№ 6 | A Climate Change Board Game, a Framework for Better Surveys, AI Generated Video Summaries, The Wall Test, and a Classic Talk on Dynamic Systems
A game to end climate change?
Last week I shared a text-based RPG about refugees. This week, it’s a “cooperative board-game about stopping climate change, from the creator of Pandemic.” Daybreak was an instant back for me.
A framework for better surveys?
This one is new to me, but seems useful for thinking about the intent of different survey questions:
Tourangeau’s 4-stage model helps you design better survey questions:
1. Comprehension (words and meaning)
2. Retrieval (searching memory, feelings, thoughts, sources)
3. Judgement (checking suitability and making adjustments)
4. Answering (the act of providing an answer)
Via Lennart Nacke
GPT-3 powered video summarization
In this edition of AIs doing interesting things… This. Looks. Amazing. Promising. Summarize.tech uses “GPT-3 to give you a high-quality written summary of a YouTube video, and will link to the relevant timestamps in the video so you can watch the interesting parts yourself.”
The Wall Test
The “Wall Test” is an “entertaining way to explore how people face and address adversity.” And while it’s firmly in the pseudo-science category, it might make a good icebreaker or warmup activity in a workshop…? Reminds me of something I wrote ages ago, about personalities and how people behave at a crosswalk “STOP” signal when there are no cars around…

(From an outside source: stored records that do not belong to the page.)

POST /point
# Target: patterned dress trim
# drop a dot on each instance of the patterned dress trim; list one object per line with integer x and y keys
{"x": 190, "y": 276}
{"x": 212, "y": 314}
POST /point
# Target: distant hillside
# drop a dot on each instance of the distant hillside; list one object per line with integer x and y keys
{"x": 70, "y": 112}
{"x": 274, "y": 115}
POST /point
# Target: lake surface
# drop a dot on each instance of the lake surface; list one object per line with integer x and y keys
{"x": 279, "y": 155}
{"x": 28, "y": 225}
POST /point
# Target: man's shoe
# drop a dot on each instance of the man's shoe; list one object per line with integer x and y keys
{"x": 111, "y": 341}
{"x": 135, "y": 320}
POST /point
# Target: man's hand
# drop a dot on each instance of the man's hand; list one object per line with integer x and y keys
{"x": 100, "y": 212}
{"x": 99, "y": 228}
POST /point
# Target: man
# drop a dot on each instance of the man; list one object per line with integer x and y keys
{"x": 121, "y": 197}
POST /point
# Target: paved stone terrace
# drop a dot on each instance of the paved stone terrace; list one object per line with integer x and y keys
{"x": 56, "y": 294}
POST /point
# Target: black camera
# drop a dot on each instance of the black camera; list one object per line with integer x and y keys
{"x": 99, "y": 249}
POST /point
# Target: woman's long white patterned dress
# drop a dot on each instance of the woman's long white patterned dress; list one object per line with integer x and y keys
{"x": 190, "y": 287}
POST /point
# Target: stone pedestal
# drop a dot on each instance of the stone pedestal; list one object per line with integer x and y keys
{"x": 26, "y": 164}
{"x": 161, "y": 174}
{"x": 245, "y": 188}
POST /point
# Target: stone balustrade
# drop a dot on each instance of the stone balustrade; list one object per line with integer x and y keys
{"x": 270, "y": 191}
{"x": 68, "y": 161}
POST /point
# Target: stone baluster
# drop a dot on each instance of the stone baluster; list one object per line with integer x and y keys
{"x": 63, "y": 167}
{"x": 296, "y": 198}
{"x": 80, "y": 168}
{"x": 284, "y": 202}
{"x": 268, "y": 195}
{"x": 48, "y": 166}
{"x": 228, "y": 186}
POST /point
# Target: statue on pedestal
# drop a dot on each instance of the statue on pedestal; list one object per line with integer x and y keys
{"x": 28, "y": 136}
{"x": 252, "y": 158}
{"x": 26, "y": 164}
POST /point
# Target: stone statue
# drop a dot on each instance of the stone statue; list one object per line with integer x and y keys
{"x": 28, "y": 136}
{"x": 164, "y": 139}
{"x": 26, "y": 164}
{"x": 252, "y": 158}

A brilliant lecture from 1973
You may have seen visuals like the ones below illustrating the increasing complexity of communication within large teams:
Well… it turns out these visuals have their origins (?) in an essay/lecture from 1973—and the lecture is pure gold! It’s not about team size, directly, but dynamic systems, and… society. I’d argue the themes that Stafford Beer explores then in “Designing Freedom” are even more relevant nearly 50 years later. File this under classic wisdom, and “how have I never read this before?” [H/T Erika Flowers]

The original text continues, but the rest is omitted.